Key Takeaway: In GitOps, engineers don't deploy applications. They update Git, and the platform deploys applications automatically.

Why Traditional CI/CD Pipelines Break at Scale

Traditional CI/CD pipelines work well for small teams, but they often struggle as applications and environments grow.

Some common challenges include:

  • Configuration drift: Manual cluster changes eventually diverge from Git.
  • Environment inconsistency: Development, staging, and production slowly become different.
  • Limited auditability: It's difficult to determine who changed what and when.
  • Risky rollbacks: Recovering from failed deployments often involves guesswork.
  • Manual intervention: Engineers spend valuable time applying manifests and fixing deployments.

GitOps eliminates these issues by ensuring that Git always represents the desired system state. If someone changes a resource manually, the GitOps controller detects the drift and restores the correct configuration automatically.

GitOps Architecture

A production-ready GitOps architecture separates responsibilities across different tools.

Each component has a specific role:

  • Developer: Writes code and updates Kubernetes manifests.
  • GitHub: Stores application code and deployment configuration.
  • GitHub Actions: Builds Docker images, runs tests, and updates manifests.
  • Container Registry: Stores versioned container images.
  • Argo CD: Continuously watches Git repositories for changes.
  • Kubernetes: Runs workloads and maintains application availability.
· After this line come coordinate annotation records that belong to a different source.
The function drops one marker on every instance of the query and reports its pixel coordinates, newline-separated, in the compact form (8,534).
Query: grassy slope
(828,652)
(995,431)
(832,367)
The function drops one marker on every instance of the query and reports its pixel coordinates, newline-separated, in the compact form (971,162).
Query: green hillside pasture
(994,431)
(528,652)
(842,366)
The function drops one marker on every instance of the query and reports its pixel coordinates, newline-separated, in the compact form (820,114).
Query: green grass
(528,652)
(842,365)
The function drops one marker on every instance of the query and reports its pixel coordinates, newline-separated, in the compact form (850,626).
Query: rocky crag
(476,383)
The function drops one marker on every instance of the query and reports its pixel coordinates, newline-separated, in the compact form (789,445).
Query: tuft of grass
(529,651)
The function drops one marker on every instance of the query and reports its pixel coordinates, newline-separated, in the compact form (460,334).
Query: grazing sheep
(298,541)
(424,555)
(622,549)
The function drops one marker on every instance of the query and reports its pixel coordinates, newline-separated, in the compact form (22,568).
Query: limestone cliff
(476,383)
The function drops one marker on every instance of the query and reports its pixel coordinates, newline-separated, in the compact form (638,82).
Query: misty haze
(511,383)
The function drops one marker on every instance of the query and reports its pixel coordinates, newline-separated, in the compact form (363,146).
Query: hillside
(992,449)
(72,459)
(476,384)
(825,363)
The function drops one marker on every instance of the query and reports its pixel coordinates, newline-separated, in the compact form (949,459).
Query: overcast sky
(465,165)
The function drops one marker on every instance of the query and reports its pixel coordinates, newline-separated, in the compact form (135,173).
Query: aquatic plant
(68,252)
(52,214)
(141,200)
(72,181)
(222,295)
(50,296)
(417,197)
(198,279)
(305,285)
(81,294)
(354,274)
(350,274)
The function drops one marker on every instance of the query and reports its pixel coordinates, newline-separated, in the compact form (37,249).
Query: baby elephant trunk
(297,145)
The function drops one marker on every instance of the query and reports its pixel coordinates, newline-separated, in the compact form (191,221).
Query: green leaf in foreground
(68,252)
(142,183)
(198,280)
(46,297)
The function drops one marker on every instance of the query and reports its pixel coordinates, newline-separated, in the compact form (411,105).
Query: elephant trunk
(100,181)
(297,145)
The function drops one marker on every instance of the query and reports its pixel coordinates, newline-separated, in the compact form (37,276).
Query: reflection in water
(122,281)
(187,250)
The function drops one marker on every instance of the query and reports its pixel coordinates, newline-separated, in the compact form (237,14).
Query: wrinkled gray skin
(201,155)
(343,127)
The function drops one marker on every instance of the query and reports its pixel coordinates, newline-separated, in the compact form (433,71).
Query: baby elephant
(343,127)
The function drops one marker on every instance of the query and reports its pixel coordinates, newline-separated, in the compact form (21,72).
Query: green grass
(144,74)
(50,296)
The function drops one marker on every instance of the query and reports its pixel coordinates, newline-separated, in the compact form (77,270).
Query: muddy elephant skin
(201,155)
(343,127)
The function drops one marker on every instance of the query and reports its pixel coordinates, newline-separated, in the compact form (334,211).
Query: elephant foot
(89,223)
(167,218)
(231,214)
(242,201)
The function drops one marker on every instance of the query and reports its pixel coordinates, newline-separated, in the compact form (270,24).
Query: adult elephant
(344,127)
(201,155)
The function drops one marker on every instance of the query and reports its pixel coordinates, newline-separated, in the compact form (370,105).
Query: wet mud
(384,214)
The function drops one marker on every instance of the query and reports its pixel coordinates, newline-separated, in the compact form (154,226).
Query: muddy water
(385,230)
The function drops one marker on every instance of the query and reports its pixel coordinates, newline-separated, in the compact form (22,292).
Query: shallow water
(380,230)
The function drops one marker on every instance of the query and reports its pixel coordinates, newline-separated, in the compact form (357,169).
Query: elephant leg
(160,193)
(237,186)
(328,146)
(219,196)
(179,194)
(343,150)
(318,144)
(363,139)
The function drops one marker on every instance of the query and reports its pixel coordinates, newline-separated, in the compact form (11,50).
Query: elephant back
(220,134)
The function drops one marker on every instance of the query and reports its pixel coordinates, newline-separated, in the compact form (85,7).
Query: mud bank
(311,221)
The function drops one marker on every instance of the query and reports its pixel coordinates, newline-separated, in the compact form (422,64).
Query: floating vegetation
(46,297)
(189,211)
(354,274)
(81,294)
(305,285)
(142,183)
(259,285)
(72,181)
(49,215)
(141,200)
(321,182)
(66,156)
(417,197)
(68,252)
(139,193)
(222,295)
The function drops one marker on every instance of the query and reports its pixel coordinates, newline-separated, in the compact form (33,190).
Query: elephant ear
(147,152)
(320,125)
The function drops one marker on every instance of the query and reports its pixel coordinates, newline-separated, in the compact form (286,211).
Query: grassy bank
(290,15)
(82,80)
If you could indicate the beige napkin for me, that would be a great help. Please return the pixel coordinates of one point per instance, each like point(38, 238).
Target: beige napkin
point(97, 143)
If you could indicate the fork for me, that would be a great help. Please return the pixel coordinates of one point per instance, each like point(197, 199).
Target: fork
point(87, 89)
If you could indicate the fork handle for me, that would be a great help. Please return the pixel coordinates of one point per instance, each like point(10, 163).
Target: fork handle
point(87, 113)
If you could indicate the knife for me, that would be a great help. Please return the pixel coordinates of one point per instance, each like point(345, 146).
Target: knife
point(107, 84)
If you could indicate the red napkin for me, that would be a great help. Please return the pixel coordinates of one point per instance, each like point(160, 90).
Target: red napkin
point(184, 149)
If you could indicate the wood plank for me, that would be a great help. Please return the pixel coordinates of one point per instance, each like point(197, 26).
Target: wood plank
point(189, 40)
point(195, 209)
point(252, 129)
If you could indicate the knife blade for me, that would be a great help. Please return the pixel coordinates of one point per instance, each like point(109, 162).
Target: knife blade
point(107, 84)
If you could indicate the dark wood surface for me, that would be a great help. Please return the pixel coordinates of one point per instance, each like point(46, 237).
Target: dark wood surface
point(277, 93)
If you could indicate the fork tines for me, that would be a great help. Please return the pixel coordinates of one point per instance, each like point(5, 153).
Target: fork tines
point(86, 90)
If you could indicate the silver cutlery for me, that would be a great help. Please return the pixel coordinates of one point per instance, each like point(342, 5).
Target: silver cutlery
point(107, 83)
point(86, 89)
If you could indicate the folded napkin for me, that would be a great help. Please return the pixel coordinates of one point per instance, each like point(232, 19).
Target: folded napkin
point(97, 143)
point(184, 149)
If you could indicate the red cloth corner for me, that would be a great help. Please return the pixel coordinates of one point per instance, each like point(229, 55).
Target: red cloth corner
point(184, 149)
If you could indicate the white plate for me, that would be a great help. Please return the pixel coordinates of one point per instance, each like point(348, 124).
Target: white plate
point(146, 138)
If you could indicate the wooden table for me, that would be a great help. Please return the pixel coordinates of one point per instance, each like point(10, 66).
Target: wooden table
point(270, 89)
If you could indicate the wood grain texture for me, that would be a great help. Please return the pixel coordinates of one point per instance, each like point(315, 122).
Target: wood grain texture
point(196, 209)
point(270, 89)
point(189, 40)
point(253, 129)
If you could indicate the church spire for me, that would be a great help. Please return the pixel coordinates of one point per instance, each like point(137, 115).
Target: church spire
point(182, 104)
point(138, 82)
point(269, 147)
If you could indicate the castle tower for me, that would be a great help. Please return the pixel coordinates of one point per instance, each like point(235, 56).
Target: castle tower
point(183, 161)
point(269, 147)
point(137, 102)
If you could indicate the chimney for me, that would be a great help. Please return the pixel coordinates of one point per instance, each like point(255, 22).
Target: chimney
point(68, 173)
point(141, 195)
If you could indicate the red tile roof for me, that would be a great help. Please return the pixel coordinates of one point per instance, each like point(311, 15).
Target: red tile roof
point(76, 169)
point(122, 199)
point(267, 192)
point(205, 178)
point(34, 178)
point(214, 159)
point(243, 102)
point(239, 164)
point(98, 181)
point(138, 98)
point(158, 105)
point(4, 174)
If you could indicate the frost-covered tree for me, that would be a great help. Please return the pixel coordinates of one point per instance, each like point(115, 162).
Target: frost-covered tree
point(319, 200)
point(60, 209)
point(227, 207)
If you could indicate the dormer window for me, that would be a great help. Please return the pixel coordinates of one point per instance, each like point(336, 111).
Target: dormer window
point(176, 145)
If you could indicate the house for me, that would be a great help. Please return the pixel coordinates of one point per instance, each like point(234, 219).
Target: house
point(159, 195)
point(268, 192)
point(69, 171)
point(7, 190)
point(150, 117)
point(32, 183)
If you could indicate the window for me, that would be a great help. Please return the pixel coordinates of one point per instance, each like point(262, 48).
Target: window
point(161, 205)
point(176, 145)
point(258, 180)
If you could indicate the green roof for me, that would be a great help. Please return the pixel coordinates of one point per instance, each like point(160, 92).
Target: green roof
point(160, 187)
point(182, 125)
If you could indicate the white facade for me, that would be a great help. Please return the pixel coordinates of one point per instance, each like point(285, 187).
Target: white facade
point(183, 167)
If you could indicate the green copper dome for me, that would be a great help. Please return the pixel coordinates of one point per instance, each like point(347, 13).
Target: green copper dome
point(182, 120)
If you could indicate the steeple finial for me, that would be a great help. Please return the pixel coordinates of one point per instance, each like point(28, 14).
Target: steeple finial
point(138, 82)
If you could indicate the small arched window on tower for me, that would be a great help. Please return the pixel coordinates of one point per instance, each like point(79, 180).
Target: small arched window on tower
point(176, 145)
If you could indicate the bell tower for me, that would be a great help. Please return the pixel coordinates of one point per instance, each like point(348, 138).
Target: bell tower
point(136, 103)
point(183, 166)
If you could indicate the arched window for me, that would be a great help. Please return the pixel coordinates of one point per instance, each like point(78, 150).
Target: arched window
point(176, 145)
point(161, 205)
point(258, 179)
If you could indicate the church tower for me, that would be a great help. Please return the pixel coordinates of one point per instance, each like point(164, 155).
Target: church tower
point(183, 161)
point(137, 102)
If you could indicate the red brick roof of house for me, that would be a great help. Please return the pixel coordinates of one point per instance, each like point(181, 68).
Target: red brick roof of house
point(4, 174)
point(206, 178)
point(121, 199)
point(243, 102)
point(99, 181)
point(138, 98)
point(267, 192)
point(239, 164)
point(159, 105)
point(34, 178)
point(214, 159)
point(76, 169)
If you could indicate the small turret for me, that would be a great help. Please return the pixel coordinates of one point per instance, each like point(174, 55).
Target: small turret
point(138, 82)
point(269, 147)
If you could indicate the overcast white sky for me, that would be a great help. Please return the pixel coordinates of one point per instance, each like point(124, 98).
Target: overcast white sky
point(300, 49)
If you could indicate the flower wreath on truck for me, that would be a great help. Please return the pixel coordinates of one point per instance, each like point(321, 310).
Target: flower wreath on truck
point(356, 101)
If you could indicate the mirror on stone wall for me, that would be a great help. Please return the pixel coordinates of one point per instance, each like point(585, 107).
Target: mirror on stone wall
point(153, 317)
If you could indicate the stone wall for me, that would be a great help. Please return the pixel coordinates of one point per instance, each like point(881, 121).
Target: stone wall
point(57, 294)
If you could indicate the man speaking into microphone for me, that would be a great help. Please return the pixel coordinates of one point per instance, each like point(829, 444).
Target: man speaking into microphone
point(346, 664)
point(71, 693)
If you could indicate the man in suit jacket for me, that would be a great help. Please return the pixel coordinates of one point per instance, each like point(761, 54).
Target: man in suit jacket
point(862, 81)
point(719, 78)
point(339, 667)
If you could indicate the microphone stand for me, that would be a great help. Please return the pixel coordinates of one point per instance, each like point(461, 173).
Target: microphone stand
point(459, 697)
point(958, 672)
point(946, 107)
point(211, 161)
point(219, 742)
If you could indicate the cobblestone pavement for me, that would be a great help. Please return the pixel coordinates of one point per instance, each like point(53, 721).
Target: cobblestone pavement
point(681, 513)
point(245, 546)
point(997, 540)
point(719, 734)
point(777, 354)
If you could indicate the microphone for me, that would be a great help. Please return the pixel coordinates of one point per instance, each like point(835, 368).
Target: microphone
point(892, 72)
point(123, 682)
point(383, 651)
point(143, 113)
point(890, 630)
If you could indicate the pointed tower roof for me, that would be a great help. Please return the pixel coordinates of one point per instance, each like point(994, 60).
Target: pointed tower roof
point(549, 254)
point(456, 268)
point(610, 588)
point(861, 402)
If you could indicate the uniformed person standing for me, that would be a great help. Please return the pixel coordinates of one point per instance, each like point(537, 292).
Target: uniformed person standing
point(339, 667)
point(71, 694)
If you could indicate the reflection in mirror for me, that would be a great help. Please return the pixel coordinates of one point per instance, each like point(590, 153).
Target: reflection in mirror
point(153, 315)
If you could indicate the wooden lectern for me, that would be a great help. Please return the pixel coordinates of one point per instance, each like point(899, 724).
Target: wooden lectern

Because every deployment flows through Git, teams gain complete visibility into their software delivery process.

A Real Production GitOps Workflow

Let's walk through a deployment that many engineering teams perform every day.

Step 1: Developer Creates a Feature

A developer implements a new API endpoint and opens a pull request.

The application code is reviewed, tested, and approved before merging.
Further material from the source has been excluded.